Nicht nur ihre Seelen würden Qualen erleiden, sondern im Gegensatz zu den Toten würde auch ihr Fleisch für ewige Schmerzen bereit sein.
„HÖRT AUF! ICH BITT EUCH!!“ Die Teufel lachten über die Flehen der Elfen, denn sie wussten, dass eine göttliche Macht ihr Schicksal bereits besiegelt hatte.
Bald wurden sie alle in die ewig lodernden Flammen des ersten Kreises der Hölle gezogen – und doch hallten ihre schrecklichen Schreie weiter nach. Unbeeindruckt davon ging Amedith durch die Blutlache auf die von Fackeln beleuchtete Tür am Ende zu.
„Liliyana …“, murmelte er und starrte wie gebannt auf das Ende, als gäbe es nichts anderes auf der Welt.
„Du willst, dass ich die Gefangenen befreie?“ Da sie seine Absicht bereits kannte, ließ die Feen-Teufelin ihn gewähren, während sie die Gefangenen von ihren Fesseln befreite und sie so gut sie konnte heilte.

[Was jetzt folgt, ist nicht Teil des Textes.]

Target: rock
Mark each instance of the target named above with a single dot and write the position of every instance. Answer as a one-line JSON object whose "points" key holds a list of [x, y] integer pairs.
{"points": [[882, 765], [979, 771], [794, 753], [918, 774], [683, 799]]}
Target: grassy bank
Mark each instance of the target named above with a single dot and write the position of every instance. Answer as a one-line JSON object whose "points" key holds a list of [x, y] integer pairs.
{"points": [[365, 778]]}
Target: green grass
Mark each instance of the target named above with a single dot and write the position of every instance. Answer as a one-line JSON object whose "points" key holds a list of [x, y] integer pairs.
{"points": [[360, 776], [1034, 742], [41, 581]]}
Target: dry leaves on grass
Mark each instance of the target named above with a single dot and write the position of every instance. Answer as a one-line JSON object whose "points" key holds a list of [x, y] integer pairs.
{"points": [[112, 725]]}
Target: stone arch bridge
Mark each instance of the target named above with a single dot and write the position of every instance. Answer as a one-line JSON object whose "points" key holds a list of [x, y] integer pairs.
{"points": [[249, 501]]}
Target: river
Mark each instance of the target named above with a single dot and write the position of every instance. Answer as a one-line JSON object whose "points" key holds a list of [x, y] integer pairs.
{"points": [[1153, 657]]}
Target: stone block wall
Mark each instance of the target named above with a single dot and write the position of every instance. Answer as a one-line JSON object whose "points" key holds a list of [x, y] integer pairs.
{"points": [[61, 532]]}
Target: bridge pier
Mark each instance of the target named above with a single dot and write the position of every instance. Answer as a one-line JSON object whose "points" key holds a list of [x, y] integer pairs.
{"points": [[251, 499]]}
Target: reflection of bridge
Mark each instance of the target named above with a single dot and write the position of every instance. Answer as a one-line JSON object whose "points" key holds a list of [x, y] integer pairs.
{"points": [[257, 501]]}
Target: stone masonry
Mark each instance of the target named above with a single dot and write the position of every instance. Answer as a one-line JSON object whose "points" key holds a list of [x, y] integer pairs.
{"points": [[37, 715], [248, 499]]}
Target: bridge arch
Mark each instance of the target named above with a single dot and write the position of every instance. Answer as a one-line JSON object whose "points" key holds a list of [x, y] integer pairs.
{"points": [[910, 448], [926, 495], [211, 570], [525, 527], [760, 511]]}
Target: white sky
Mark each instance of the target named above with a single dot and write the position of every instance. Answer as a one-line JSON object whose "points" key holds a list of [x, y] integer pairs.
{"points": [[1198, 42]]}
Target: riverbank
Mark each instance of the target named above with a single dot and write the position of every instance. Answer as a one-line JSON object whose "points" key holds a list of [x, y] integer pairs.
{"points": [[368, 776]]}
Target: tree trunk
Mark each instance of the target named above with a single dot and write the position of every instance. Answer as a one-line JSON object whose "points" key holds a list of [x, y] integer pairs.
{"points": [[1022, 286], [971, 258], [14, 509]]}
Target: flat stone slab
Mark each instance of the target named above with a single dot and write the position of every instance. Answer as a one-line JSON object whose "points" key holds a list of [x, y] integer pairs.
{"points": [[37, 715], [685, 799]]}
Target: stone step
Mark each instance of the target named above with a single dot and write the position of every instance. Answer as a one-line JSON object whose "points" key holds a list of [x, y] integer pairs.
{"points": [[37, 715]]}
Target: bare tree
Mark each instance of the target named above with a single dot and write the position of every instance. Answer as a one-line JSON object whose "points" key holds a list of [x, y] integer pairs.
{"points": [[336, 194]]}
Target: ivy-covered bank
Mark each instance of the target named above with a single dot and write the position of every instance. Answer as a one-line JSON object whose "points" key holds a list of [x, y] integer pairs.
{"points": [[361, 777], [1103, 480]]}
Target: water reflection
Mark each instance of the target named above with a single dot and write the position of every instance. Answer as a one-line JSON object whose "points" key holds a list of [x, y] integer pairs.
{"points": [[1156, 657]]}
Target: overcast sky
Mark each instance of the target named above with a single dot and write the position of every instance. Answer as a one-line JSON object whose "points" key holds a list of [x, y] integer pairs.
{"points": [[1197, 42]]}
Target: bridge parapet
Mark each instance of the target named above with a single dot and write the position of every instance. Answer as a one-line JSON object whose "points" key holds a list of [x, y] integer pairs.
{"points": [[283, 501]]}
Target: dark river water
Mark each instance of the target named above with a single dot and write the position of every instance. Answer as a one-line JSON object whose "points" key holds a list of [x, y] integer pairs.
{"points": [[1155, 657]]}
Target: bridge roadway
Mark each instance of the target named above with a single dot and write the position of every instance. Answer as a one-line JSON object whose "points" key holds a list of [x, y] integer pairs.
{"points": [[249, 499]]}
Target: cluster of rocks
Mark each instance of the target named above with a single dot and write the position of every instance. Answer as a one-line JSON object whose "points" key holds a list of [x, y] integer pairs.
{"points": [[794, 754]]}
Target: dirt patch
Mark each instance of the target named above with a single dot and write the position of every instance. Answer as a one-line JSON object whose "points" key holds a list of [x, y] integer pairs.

„Raven wird wahrscheinlich sauer sein“, dachte sie, aber als sie einen letzten Blick auf Amediths Rücken warf, lächelte sie, bevor sie zu dem Schluss kam: „Ich bezweifle, dass ihm das noch wichtig ist, und dem Magier sollte es auch egal sein.“
Obwohl der Plan nun ruiniert war, setzten Raven und die anderen ihn wie besprochen fort. Welche Folgen würde diese Abweichung jedoch haben? Das blieb abzuwarten.